Beberapakritikus yang mengungkapkan kesetiaan mereka pada aspek komersial industri menggemakan mentalitas totaliternya dengan ingin memberikan sanksi kepada seorang pelaut yang mengambil foto dari bencana ini. Karena semua pemain kunci di dalam industri berhak atas foto, satu-satunya perwujudan yang ingin dia abaikan adalah masyarakat umum, melalui media dunia. Mungkin inilah alasan mengapa masyarakat umum sejauh ini tetap mengabaikan ancaman lingkungan seperti itu. Sejak lahirnya bendera kemudahan, atau register terbuka, pelaut perorangan mendapati dirinya sebagai bidak tak berdaya dalam pelelangan Belanda atas faktor-faktor produksi dalam pelayaran global, di mana semua keuntungan bertambah bagi pemilik kapal dan tidak ada bagi pelaut, yang merupakan menjadi tidak berdaya. Begitu dia lolos dari batasan daftar negara maju yang diatur secara demokratis dan modern, pemilik kapal mendapati dirinya dikelilingi oleh banyaknya bendera, pelaut, layanan manajemen, lembaga klasifikasi, dan perusahaan asuransi untuk dipilih, semua bersaing satu sama lain dalam pasar penawaran yang menurun disebut lelang Belanda. Lelang ini bertindak paling kejam terhadap pelaut, yang menemukan dirinya berada dalam lubang hitam peraturan, dengan hanya hak sementara dalam rezim Kontrol Negara Pelabuhan yang dilalui kapalnya, dan tidak ada di negara bendera kapalnya, yang satu-satunya kepentingan adalah uang tonase. Seorang pelaut dunia maju yang menikmati perlindungan serikat pekerja dan hak-hak sipil. Di bawah bendera negara maju tidak akan pernah bisa diintimidasi dengan cara yang sama seperti saudara-saudara mereka yang sedang berkembang di dunia yang menggunakan bendera kapal kenyamanan diintimidasi. Pelecehan tampaknya semakin parah.
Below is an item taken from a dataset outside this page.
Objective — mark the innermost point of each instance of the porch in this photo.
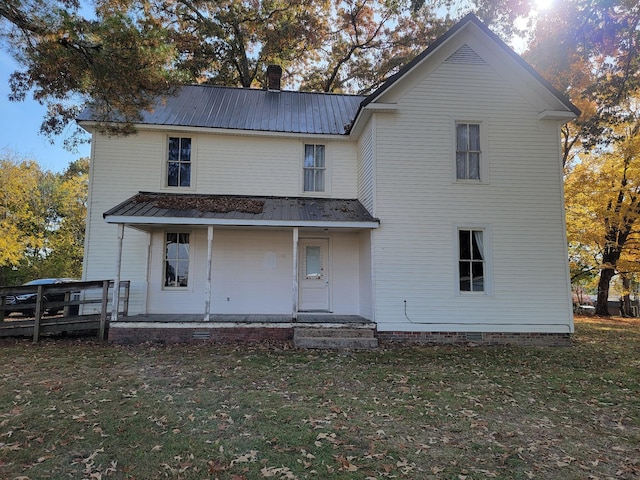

Daftar hitam adalah norma bagi setiap pelaut yang cukup berani untuk mengangkat tangannya dan menuntut keadilan dan bantuan. Memberhentikan dan mempekerjakan awak kapal murah hanyalah manifestasi lain dari keserakahan yang mempengaruhi perdagangan lintas laut internasional. Keadaan tidak manusiawi ini akan berlanjut sampai badan sponsor pemerintah global, mungkin muncul melalui IMO, menggantikan sistem registrasi kapal tambal sulam global kuno saat ini, dengan daftar 'dunia' yang lengkap, seragam, dan komprehensif di mana setiap pemilik kapal akan dipaksa untuk memperlakukan karyawannya dengan bermartabat dan kemanusiaan.
Pada titik ini, akan tepat untuk meninjau kembali kebijaksanaan dari salah satu hakim terhebat Amerika, William Douglas dari Mahkamah Agung AS, yang menyatakan pada tahun 1949 bahwa "jika manusia akan turun ke laut dengan kapal dan menghadapi bahaya lautan , mereka yang mempekerjakan mereka harus memperhatikan kesejahteraan mereka ".